Em dezembro de 2022, o CNPq aprovou o projeto do Instituto Nacional de Ciência e Tecnologia em Disputas e Soberanias Informacionais (INCT/DSI). Sediado no Programa de Pós-Graduação em Comunicação da Universidade Federal Fluminense (UFF), o projeto conta com a participação de uma equipe muito qualificada de pesquisadores trabalhando de diversas instituições no Brasil (UFMA-Imperatriz, UFC, UFBA, UnB, UFMT, USP, UFPR, UFTPR, UFRGS/UFPEL, e outros pesquisadores da UFF) e, também, de pesquisadores sediados em instituições no exterior. O eixo central da proposta é a discussão de questões relacionadas aos desafios que se apresentam à soberania informacional em um mundo globalizado. Mas o que, exatamente, isso quer dizer?
Na virada das décadas de 1980 e 1990, na sequência do colapso da União Soviética e dos regimes comunistas a ela associados no Leste Europeu, o mundo assistiu à construção de uma ordem global unipolar guiada por princípios neoliberais e liderada pelos Estados Unidos. Nesse período, a americanização das instituições de países mundo afora foi imposta, para atender aos interesses das elites locais. Por meio de pressão econômica, ou mesmo por força militar. Um imenso aparato ideológico, integrado por universidades, think tanks, fundações, e contando com o apoio de diversas agências do governo dos Estados Unidos, ajudou a legitimar esse processo como um “triunfo da democracia”.
Nas últimas décadas, contudo, diversos sinais têm apontado para o declínio dessa ordem centrada nos Estados Unidos para uma outra, de caráter mais multipolar. A ascensão econômica da China e da Índia (respectivamente a primeira e a terceira potências econômicas pelo critério de paridade de poder de compra) e o retorno da Rússia à condição de superpotência militar são apenas duas facetas desse processo. Um outro, mais importante, diz respeito à construção de alianças organizadas ao largo do Ocidente. O grupo BRICS, que une Brasil, Rússia, Índia, China e África do Sul, é um dos exemplos mais importantes nesse cenário. O Brasil também se engajou em alianças destinadas a se aproximar de outros países latino-americanos e, também, da África. Tais iniciativas ganharam novo frescor com o retorno de Luiz Inácio Lula da Silva à Presidência em 2023.
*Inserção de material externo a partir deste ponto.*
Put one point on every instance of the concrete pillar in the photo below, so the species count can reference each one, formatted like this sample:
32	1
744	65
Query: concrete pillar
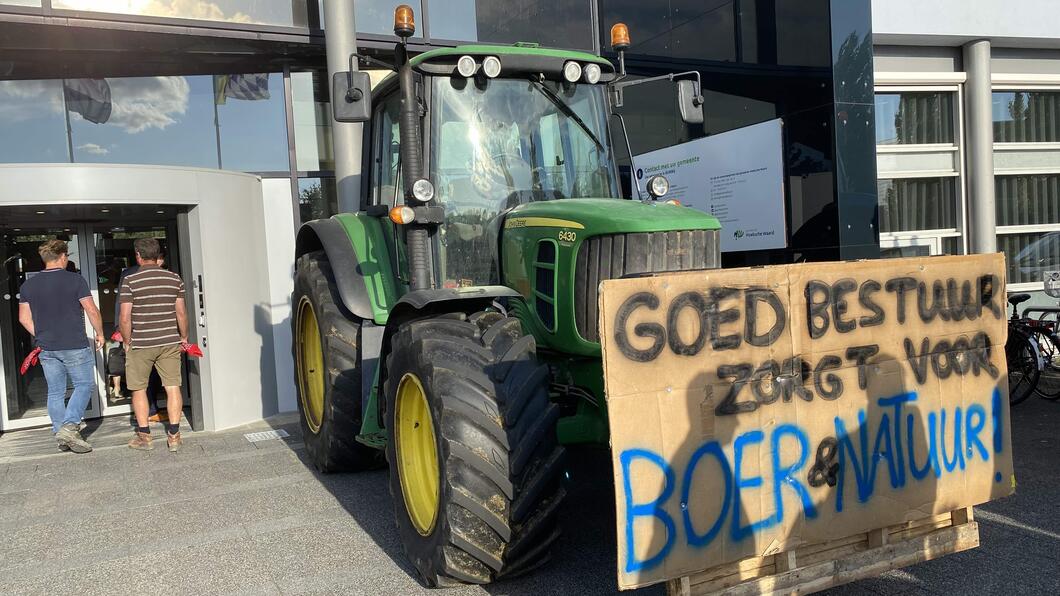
341	40
982	223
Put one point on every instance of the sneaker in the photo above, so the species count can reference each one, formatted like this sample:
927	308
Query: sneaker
174	442
141	441
70	436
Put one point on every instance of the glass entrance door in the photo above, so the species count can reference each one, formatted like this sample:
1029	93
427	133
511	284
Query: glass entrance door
25	402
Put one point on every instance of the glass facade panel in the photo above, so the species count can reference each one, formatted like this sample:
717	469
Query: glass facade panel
1029	255
1027	200
553	23
952	245
317	198
282	13
251	122
802	32
312	110
31	111
1026	117
156	120
376	17
914	118
917	204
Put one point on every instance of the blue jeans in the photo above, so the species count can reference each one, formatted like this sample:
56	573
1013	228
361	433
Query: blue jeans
80	365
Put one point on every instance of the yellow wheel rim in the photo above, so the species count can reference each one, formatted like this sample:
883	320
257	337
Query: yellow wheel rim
311	365
417	453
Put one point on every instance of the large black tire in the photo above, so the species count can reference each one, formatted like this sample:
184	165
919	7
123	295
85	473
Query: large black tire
498	460
331	445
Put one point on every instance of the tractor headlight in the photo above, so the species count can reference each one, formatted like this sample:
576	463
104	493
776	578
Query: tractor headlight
592	73
423	190
402	214
491	66
466	66
571	71
657	186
A ordem multipolar emergente oferece oportunidades ímpares para o exercício da soberania por países ao redor do mundo. Contudo, um domínio ainda resiste a essas tendências de diversificação do poder global: o campo da informação, que permanece ainda fortemente controlado, em escala global, pelos Estados Unidos. A Operação Lava Jato demonstrou, de maneira bastante trágica, as consequências que tal estrutura apresenta do ponto de vista nacional. Sob muitos aspectos, a Lava Jato contou com a mentoria de instituições estadunidenses. O juiz Sergio Moro foi, inclusive, homenageado por instituições universitárias daquele país, o think tank Atlantic Council, ligado à OTAN. Além disso, os procuradores da Lava Jato contaram com apoio intelectual de instituições como o Departamento de Justiça, o Departamento de Estado e o FBI, e mesmo de plataformas de mídias sociais como a Netflix, que produziu a série semificcional O Mecanismo, que pintava a Lava Jato com tintas heróicas.
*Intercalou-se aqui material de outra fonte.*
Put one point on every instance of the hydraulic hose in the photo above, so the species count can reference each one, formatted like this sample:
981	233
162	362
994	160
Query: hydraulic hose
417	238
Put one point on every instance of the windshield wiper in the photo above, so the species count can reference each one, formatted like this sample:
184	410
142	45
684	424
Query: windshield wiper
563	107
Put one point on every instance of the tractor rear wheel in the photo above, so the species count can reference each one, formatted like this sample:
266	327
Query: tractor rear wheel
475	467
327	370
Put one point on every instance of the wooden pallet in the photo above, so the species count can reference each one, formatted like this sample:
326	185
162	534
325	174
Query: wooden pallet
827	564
Uma sociedade que não é capaz de exercer controle soberano sobre a informação que nela circula está fadada a ser controlada por outra. Deste modo, o INCT-DSI se propõe a discutir os desafios para o exercício da soberania no campo da informação. Ele o faz sob três perspectivas distintas e complementares: a primeira delas considera o problema da informação científica, a segunda aborda a questão a partir do ângulo da mídia e a terceira trata do papel que dispositivos sociotécnicos – como plataformas e algoritmos – desempenham na mediação da informação.
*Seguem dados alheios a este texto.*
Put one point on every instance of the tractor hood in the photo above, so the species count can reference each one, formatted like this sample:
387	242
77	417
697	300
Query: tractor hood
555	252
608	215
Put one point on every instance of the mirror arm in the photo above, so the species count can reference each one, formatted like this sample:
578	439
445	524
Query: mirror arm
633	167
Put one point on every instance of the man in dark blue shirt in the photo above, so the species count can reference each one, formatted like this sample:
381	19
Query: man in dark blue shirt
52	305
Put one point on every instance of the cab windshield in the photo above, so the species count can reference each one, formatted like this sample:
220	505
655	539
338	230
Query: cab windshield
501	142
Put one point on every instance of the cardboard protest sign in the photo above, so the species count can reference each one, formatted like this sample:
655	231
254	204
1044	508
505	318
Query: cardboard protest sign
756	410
A informação científica legitimada no circuito internacional conta com uma infraestrutura que favorece desproporcionalmente a difusão de perspectivas oriundas dos Estados Unidos – e, secundariamente, de outros países ocidentais. Esse esquema se ancora em um sistema de rankings internacionais que definem quais universidades pertencem à elite mundial, quais periódicos são mais importantes, quais são os departamentos e professores com mais prestígio. Os Estados Unidos – secundados por outros países ocidentais, especialmente o Reino Unido – são super-representados neste sistema. A consequência disso é que perspectivas oriundas desses países obtêm um status de conhecimento universal, diferentemente das que são produzidas em outras partes do mundo. Uma consequência óbvia desse desequilíbrio é que as sociedades mais contempladas pelo sistema adquirem um poder de definir quais são os problemas de suas próprias sociedades e, também, das demais, bem como de apontar soluções para elas. Para as sociedades marginalizadas por essa lógica, isso se traduz em dificuldades em estabelecer a própria agenda de ação política de maneira autônoma.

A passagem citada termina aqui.